A 56-year-old Caucasian woman with a history of rheumatoid arthritis (RA), no other comorbidities and no known renal disease was admitted to the hospital with acute kidney injury (AKI) and nephrotic syndrome. Physical examination was unremarkable except for anasarca. Renal ultrasound revealed no abnormalities. Laboratory and urine analyses were consistent with the nephrotic syndrome and renal failure. Serological studies regarding ANA, ANCA, anti-PLA2R autoantibodies, complement, virus infections, immunofixation and quantitative light chain analysis were unremarkable. A renal biopsy was performed. Light microscopic examination showed flattened tubular epithelium consistent with acute tubular damage, no infiltrates and unremarkable glomeruli except diffuse and global holes in the GBM (Fig. 1a) and negative staining for immunoglobulin heavy-chains, light-chains and complement split products. Electron microscopy revealed a rare correlate for these holes: global peculiar infolding of podocyte cytoplasm into the GBM. Most of these infoldings were accompanied by condensation of the GBM underneath. No such condensation or electron dense deposits were found without these infoldings or outside the GBM.
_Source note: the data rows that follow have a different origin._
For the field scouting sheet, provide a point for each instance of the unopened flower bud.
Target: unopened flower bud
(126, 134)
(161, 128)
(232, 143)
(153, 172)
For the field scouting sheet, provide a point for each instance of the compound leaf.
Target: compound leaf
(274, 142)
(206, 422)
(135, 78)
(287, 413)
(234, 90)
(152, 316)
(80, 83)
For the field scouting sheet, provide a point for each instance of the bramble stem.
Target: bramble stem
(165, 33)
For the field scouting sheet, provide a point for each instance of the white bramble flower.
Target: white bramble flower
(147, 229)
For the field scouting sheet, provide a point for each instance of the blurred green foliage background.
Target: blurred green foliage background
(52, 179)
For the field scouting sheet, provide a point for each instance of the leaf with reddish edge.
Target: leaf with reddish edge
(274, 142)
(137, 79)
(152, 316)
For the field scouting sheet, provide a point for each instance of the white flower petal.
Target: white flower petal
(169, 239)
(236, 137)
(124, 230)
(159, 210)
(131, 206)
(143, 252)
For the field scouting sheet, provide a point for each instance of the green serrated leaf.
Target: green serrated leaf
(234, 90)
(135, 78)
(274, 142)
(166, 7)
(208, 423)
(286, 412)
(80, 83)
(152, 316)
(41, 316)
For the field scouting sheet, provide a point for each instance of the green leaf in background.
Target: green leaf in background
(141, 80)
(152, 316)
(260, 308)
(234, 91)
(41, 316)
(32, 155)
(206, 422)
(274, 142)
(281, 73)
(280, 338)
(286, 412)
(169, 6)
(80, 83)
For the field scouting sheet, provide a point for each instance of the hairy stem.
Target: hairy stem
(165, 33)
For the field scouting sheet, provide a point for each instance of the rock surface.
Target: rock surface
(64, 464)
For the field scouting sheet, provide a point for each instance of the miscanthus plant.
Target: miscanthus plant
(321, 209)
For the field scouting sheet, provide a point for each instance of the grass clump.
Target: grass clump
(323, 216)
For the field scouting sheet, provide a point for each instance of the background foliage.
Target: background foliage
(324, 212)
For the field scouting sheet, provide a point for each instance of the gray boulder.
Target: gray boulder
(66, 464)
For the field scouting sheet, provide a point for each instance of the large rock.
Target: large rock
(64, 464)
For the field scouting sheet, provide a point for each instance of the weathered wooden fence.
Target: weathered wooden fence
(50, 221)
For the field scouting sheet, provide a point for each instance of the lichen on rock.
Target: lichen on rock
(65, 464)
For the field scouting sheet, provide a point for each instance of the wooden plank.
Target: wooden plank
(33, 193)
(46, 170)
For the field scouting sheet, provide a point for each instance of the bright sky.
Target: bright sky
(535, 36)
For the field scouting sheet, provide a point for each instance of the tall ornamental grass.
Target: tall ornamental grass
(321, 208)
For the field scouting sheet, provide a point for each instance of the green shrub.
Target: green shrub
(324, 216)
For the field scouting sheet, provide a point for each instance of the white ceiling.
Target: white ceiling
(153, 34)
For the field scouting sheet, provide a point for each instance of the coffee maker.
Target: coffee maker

Here we report the first case of PIG outside of Asia. Since there are only few reports about this specific finding, we feel there is a need to share information in an attempt to accumulate knowledge about this possible new entity and potential treatment options.
足细胞内褶肾小球病(PIG)是一种罕见的组织病理学表现,其特征为足细胞整体内褶入肾小球基底膜(GBM),伴有其下的微观结构。该病于 2002 年首次描述,2008 年基于迄今为止最大的病例系列,将其提出为一种新的病理实体。然而,所有描述的病例均来自亚洲国家。我们报告了一例来自德国的病例,符合 PIG 的诊断标准。鉴于该实体在西方国家的数据稀缺,特别是在西方国家,收集像我们这样的病例和多中心荟萃分析将是理解 PIG、其病因、临床过程和潜在治疗选择的关键。
一名 56 岁白人女性,患有类风湿关节炎(RA),无其他合并症,无已知的肾脏疾病,因急性肾损伤(AKI)和肾病综合征住院。体格检查无异常,仅出现水肿。肾脏超声无异常。实验室和尿液分析与肾病综合征和肾衰竭一致。血清学研究抗核抗体(ANA)、抗中性粒细胞胞浆抗体(ANCA)、抗磷脂酶 A2 受体自身抗体、补体、病毒感染、免疫固定电泳和定量轻链分析均无异常。进行了肾活检。光镜检查显示扁平的肾小管上皮细胞符合急性肾小管损伤,无浸润,肾小球无明显异常,除 GBM 弥漫性和全层孔(图 1a)外,免疫球蛋白重链、轻链和补体裂解产物染色均为阴性。电子显微镜显示这些孔的罕见相关物:足细胞细胞质整体内褶入 GBM。这些内褶大多伴有 GBM 下的凝聚。在没有这些内褶或不在 GBM 外的情况下,没有发现这种凝聚或电子致密沉积物。
我们报告了首例亚洲以外的 PIG 病例。由于关于这种特殊表现的报道很少,我们认为有必要分享信息,试图积累有关这种可能的新实体和潜在治疗选择的知识。